Fair Use to the Rescue?
The large number of AI copyright cases working their way through the courts are unlikely to reach their final resolution anytime soon. My current reading of the fair use tea leaves is that the AI companies are likely to lose on a number of these issues. However, for those that are interested, OpenAI submitted a response to the Copyright Office’s request for comments on Artificial Intelligence and Copyright. It is well written and a great summary of OpenAI’s view on the topic.

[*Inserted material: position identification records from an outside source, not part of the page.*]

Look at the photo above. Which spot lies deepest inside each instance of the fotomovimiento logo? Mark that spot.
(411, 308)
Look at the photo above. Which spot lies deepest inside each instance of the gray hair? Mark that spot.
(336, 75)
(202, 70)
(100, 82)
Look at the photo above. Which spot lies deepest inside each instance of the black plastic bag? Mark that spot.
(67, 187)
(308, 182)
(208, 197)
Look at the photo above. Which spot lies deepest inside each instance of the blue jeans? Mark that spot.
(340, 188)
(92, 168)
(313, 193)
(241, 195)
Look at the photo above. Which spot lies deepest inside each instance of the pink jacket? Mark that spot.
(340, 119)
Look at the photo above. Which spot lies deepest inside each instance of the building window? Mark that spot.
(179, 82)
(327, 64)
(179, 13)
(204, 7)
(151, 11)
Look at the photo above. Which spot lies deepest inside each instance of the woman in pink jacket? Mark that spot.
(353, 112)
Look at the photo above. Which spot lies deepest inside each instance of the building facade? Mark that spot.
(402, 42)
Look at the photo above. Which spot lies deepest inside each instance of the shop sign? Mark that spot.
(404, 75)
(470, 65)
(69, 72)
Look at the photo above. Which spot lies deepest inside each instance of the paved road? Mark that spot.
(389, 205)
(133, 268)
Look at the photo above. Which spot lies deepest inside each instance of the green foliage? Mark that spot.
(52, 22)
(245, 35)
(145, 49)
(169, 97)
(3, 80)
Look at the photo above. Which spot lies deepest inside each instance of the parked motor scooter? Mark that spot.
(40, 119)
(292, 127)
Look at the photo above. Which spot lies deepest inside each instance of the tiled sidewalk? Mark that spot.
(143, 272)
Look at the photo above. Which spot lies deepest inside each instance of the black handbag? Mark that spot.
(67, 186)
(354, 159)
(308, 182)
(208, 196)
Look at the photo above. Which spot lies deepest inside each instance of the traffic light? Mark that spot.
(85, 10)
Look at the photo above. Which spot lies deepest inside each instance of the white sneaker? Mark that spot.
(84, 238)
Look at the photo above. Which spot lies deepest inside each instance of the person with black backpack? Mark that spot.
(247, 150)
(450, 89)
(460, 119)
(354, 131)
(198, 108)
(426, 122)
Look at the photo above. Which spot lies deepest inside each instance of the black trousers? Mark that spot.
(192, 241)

Replicating copyright protected content on the output side seems like a clear case of infringement, and fair use affirmative defenses seem less likely to succeed there (but see OpenAI’s response). The input side is more interesting in this regard. There is clearly copying going on at the input side, but here there are much more compelling fair use arguments.
I’d like to address one of the oft repeated arguments that ingestion is a “non-expressive” use. Versions of this argument have been made by many commentators and some of the AI companies themselves. Based on my understanding of how LLMs are trained, these arguments fall short, and many of them seem to assume the conclusion as part of their argument. In the idea-expression dichotomy, ideas are not copyrightable, but expression is. The argument made by many is that ingesting copyrighted works is non-expressive because these models simply take in the “ideas” and the statistical correlations between words or tokens in the works, without copying the expression. But isn’t the correlation between words in a particular work actually based at least in part on the author’s expressive creation? The assertion that LLMs are not making use of this expression seems unproven to me.
Furthermore, one strong indication that the models are in fact learning authors’ expressive choices is that these models have to be filtered at their output to prevent them from producing exact copies of the works they ingested. This seems to be a very clear indication that the authors’ creative choices are in fact in the models themselves. Simply preventing exact output copies just masks the easiest method of seeing that this is true.
Leveraging the above discussion, I also think that there is a “bundle of sticks” type of argument that could be made that ingesting an author’s creative style into a model cannot be fair use under current copyright law. In this argument, all of the creative content of the work is specifically taken into the model because it is exactly that creative arrangement of words that the AI companies seek to make their models better. This would be a very interesting factual issue to test. I suspect that training models on just “ideas” would make them perform more poorly on many tasks. Admittedly, this is a continuum, and the line between “ideas'' and “expression” might be a bit blurry, but I don’t think these models make that distinction. They are taking in ideas and expression because they don’t know how to distinguish between them.
I really have very little doubt that AI companies can (and maybe already are) figuring out how to train their models while preparing for the possibility that they may lose these cases. I have already seen some great discussions about technical and legal fixes that could work for both sides.